Вспоминался весь сегодняшний вечер, встреча с Лобовановым, люди, выходящие из Интимного театра, офицеры, катающиеся на рысаках, Сережа Кравченко в солдатской шинели, с бледными, ввалившимися щеками и со странными глазами пьяного ребенка. И все это объединилось в его мозгу в единой картине стремительного движения.
Так должно быть! Беспощадный холод, который он испытывал к человеку, с юности знакомому и когда-то близкому ему, и тревожное шумное бытие людей уверенных и всесильных, и книжный, застенчивый юноша, познавший в свои двадцать лет тюрьму, окопы и острое счастье любви перед уходом на фронт, эти темные рабочие дома, в тихом молчании которых он угадывал настороженную силу, — все, все говорило об одном и том же!
* * *
Бахмутский проснулся около восьми часов. Отец и сын Лопушенко уже ушли на работу. В кухне потрескивали дрова в плите; видимо, дверца плиты была открыта, и в полутьме на стене шевелилось теплое румяное пятно. Из всех многочисленных ночевок и «квартир» больше всего нравилась Бахмутскому квартира Лопушенко. Он любил насмешливого, умного старика Лопушенко, умевшего зло рассказывать о всех событиях в цехе; ему нравилось разговаривать со спокойным, начитанным Николаем Лопушенко, похожим на мать, белолицую красивую польку. В кухне жила семья, спали, обедали, принимали гостей. В комнатах всегда было полутемно и прохладно, чисто и чинно, как в музее. На окнах висели подсиненные занавески, скатерть с розовыми кистями покрывала стол, фотографии детей в стеклянных рамочках стояли на комоде, между ними красовались белые собаки и петухи. У Лопушенко было шесть человек детей: старший, Константин, железнодорожный машинист, жил с семьей в Жмеринке; две замужние дочери жили на Демиевке, обе были замужем за рабочими железнодорожного депо; двух сыновей призвали осенью в армию, и лишь младший, работавший в переплетной мастерской, продолжал жить со стариками.

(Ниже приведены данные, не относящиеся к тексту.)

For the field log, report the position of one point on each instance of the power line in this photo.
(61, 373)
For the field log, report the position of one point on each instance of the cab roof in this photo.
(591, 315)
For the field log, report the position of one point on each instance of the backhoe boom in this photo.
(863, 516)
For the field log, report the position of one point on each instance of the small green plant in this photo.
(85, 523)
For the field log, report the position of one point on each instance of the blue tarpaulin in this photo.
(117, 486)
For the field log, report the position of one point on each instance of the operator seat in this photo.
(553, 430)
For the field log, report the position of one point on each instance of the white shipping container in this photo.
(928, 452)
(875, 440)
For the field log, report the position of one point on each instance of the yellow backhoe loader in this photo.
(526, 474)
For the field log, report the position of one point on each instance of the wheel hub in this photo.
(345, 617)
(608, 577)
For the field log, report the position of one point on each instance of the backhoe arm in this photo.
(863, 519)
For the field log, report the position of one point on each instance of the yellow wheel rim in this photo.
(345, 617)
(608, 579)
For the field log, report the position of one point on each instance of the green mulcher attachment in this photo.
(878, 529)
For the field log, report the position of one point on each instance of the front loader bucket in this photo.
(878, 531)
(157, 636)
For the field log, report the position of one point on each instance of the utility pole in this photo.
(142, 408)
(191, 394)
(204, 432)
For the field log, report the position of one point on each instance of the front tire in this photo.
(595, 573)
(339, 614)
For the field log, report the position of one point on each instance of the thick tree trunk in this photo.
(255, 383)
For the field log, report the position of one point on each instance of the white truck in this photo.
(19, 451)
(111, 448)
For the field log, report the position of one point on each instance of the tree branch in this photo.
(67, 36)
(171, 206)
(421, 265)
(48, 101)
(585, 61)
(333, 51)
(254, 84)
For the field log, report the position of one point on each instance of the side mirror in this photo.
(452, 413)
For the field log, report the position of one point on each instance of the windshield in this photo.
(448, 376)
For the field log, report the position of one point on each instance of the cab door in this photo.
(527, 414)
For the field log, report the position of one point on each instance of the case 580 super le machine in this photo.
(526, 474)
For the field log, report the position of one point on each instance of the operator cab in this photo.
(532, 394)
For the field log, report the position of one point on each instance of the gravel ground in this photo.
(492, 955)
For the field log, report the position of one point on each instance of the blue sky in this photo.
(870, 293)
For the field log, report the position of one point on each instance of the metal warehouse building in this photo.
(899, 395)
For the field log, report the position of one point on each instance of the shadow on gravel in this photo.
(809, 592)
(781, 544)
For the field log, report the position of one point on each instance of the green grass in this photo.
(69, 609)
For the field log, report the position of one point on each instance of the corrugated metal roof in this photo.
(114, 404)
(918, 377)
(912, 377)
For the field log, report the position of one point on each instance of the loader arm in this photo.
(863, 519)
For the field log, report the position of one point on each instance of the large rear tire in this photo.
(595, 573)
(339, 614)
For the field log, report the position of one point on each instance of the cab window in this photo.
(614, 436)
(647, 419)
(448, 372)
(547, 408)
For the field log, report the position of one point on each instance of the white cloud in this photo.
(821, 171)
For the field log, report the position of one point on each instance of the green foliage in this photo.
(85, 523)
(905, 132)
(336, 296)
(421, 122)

Бахмутский в своих случайных квартирах интересовался лишь, насколько удобно и безопасно приходить поздно ночью, минуя соседей, дворников и швейцаров, и часто не знал, как зовут родных хозяина квартиры. Это происходило оттого, что хозяева квартиры, тяготясь им и боясь, проявляли иногда такую утонченную конспирацию, что сам Бахмутский, мастер таких дел, удивлялся. Часто между Бахмутский и хозяином квартиры устанавливались напряженные отношения. Бахмутский видел по страдающим глазам, что тот замучен страхом и считает дни, когда удастся расстаться с почетным, но тяжелым гостем.

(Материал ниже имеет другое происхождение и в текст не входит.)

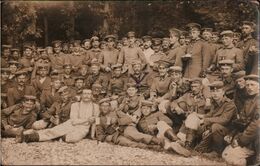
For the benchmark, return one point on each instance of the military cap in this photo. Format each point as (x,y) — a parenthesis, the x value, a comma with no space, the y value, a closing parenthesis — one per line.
(30,97)
(13,62)
(227,33)
(131,34)
(6,46)
(3,95)
(96,85)
(86,40)
(94,62)
(104,100)
(157,41)
(116,66)
(94,38)
(5,70)
(79,78)
(15,49)
(252,77)
(63,89)
(56,43)
(164,63)
(21,72)
(216,85)
(226,62)
(147,38)
(146,103)
(207,29)
(251,24)
(193,26)
(110,38)
(239,74)
(131,85)
(175,31)
(66,65)
(196,81)
(176,68)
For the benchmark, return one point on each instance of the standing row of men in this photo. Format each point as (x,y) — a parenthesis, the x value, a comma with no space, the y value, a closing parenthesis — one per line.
(180,93)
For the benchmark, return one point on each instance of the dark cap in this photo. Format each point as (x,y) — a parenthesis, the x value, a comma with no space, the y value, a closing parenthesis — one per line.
(105,100)
(216,85)
(252,77)
(228,33)
(193,26)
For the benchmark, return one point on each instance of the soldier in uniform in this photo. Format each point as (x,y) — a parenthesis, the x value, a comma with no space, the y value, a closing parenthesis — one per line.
(27,60)
(249,46)
(42,80)
(229,51)
(58,113)
(18,117)
(197,53)
(176,52)
(6,52)
(141,79)
(57,58)
(108,56)
(216,123)
(49,96)
(247,122)
(131,53)
(16,93)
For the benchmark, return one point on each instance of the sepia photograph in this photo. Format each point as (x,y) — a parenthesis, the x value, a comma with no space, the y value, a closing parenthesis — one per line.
(130,82)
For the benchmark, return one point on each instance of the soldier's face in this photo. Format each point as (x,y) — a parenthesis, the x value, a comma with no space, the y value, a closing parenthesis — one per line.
(252,87)
(131,91)
(28,106)
(194,34)
(79,84)
(241,83)
(206,36)
(105,108)
(57,49)
(28,52)
(226,71)
(87,45)
(217,94)
(86,95)
(117,72)
(4,76)
(146,110)
(226,40)
(21,79)
(196,88)
(56,84)
(13,68)
(137,68)
(162,70)
(246,30)
(95,70)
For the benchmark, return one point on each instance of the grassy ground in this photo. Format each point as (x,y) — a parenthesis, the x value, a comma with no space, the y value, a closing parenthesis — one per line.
(88,152)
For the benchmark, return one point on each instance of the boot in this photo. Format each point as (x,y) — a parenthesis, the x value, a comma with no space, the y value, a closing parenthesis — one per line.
(19,135)
(34,137)
(157,141)
(170,135)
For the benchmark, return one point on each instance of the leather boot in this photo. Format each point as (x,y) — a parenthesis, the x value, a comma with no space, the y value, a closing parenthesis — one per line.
(34,137)
(170,135)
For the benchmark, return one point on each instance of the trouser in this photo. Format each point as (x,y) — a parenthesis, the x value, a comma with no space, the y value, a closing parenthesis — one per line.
(71,133)
(132,133)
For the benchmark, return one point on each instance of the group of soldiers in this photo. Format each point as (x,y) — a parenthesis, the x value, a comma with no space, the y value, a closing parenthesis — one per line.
(194,90)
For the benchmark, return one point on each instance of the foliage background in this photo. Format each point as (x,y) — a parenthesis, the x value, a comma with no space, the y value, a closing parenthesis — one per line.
(44,21)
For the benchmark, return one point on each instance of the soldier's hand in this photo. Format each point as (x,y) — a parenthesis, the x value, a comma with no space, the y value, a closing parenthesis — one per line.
(91,120)
(179,110)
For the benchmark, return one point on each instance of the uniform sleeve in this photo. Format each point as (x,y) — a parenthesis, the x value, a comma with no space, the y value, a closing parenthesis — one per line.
(239,63)
(227,115)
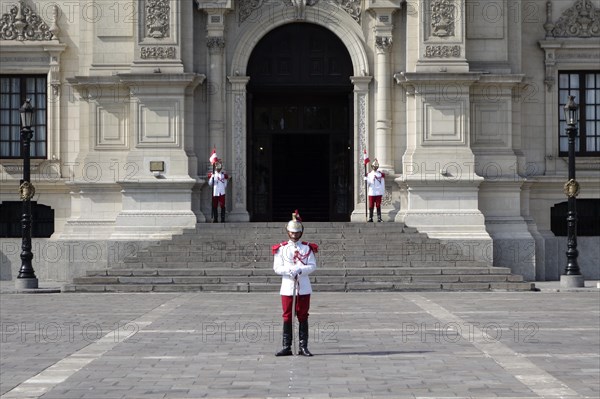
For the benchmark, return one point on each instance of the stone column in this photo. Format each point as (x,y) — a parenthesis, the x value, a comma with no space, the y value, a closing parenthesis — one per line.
(239,213)
(383,120)
(216,94)
(361,138)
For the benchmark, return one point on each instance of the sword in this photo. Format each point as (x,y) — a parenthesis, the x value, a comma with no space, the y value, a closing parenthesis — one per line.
(294,294)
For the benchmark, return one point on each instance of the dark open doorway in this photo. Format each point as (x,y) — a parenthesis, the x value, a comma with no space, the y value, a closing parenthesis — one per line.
(300,176)
(300,126)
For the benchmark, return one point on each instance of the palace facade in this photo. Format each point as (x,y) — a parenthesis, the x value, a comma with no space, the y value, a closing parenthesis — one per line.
(460,101)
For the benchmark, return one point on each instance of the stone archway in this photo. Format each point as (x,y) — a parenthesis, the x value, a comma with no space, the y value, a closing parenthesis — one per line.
(350,33)
(299,125)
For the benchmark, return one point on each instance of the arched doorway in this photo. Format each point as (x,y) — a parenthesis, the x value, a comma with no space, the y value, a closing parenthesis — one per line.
(300,126)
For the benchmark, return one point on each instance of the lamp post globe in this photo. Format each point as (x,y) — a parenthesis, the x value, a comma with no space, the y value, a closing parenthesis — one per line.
(26,277)
(572,276)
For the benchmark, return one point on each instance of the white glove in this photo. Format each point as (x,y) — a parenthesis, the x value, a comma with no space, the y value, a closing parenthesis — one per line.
(294,272)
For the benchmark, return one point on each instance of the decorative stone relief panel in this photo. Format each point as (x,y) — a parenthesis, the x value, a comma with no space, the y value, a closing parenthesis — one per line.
(157,21)
(442,18)
(443,124)
(247,7)
(158,52)
(158,123)
(22,23)
(580,20)
(111,126)
(383,43)
(215,44)
(442,51)
(362,140)
(489,124)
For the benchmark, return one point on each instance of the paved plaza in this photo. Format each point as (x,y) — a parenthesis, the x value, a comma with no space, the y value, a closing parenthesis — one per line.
(397,345)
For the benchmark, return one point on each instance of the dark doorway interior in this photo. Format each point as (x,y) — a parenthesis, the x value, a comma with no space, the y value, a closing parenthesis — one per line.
(301,176)
(300,126)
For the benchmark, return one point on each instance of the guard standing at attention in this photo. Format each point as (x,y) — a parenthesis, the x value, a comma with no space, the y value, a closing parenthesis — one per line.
(218,182)
(294,261)
(376,188)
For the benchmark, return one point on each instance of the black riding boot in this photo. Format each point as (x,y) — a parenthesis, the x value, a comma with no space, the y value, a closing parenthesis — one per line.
(303,339)
(287,341)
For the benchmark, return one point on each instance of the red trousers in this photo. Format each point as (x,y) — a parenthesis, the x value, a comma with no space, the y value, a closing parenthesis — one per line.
(219,201)
(302,306)
(375,200)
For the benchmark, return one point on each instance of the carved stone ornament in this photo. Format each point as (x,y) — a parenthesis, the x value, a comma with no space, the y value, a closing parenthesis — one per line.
(157,53)
(21,23)
(442,18)
(580,20)
(442,51)
(215,43)
(157,18)
(247,7)
(27,191)
(383,43)
(571,188)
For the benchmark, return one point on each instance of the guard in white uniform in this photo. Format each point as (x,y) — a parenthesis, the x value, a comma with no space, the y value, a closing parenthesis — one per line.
(218,182)
(294,261)
(375,190)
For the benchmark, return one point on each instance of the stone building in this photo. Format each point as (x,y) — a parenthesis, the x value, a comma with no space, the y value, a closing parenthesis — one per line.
(459,100)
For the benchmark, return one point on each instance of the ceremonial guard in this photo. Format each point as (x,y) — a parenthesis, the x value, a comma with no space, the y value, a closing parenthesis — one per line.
(376,188)
(294,261)
(218,181)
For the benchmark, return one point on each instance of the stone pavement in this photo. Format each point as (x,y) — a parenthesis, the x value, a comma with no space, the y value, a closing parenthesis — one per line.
(366,345)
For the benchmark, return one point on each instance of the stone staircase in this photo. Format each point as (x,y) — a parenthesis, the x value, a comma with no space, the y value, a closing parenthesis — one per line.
(236,257)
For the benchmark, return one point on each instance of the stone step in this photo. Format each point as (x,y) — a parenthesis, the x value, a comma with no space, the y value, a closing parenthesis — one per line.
(473,272)
(236,257)
(339,287)
(380,276)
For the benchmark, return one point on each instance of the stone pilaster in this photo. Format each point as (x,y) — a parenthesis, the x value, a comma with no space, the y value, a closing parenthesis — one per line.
(239,213)
(383,33)
(439,185)
(361,138)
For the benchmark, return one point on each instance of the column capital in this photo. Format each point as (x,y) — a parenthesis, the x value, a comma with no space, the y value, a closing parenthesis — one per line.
(361,83)
(238,82)
(215,44)
(383,43)
(215,5)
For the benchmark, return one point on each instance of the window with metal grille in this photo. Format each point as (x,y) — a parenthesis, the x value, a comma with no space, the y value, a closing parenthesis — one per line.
(14,90)
(585,86)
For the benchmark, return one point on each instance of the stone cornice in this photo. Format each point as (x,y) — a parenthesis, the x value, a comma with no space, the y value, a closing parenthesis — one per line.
(408,78)
(581,20)
(21,23)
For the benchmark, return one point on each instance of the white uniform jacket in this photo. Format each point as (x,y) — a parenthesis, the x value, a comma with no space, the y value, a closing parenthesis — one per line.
(218,181)
(290,256)
(375,183)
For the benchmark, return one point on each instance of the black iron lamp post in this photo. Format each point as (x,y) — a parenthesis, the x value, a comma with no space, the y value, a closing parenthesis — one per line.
(26,278)
(572,276)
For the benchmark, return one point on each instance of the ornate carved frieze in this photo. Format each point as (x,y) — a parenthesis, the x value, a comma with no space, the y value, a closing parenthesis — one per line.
(157,52)
(247,7)
(352,7)
(157,18)
(442,18)
(383,43)
(362,139)
(580,20)
(215,43)
(21,23)
(442,51)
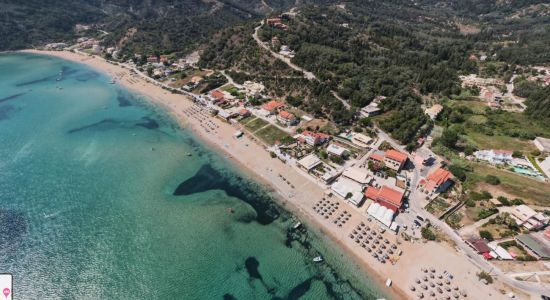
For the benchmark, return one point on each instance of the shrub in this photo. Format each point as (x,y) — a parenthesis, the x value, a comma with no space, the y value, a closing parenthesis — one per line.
(486,235)
(458,172)
(491,179)
(503,200)
(428,234)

У рабочего Лопушенко Бахмутский чувствовал себя хорошо. Агния Иосифовна чинила ему белье и обстоятельно рассказывала о своих детях и родственниках. Бахмутский знал о семейной жизни Константина, знал подробно, как вразумляли пьющего мужа старшей дочери, и сам уже расспрашивал, искренне интересуясь всеми перипетиями в жизни большой семьи. По утрам Бахмутский рубил в сарае дрова и очень сожалел, что из конспиративных соображений не может ходить к водопроводной колонке по воду и расчищать деревянным пихлом снег.
Ему нравился целомудренный быт семьи, нравились рабочая гуманность и доброта, сквозившие сквозь самые суровые и насмешливые суждения, нравилось великое уважение к науке и печатному слову.
Но больше всех ему нравился сам Игнатий Иванович Лопушенко, маленький, сухой, с седеющей стриженой головой, с живыми злыми глазами.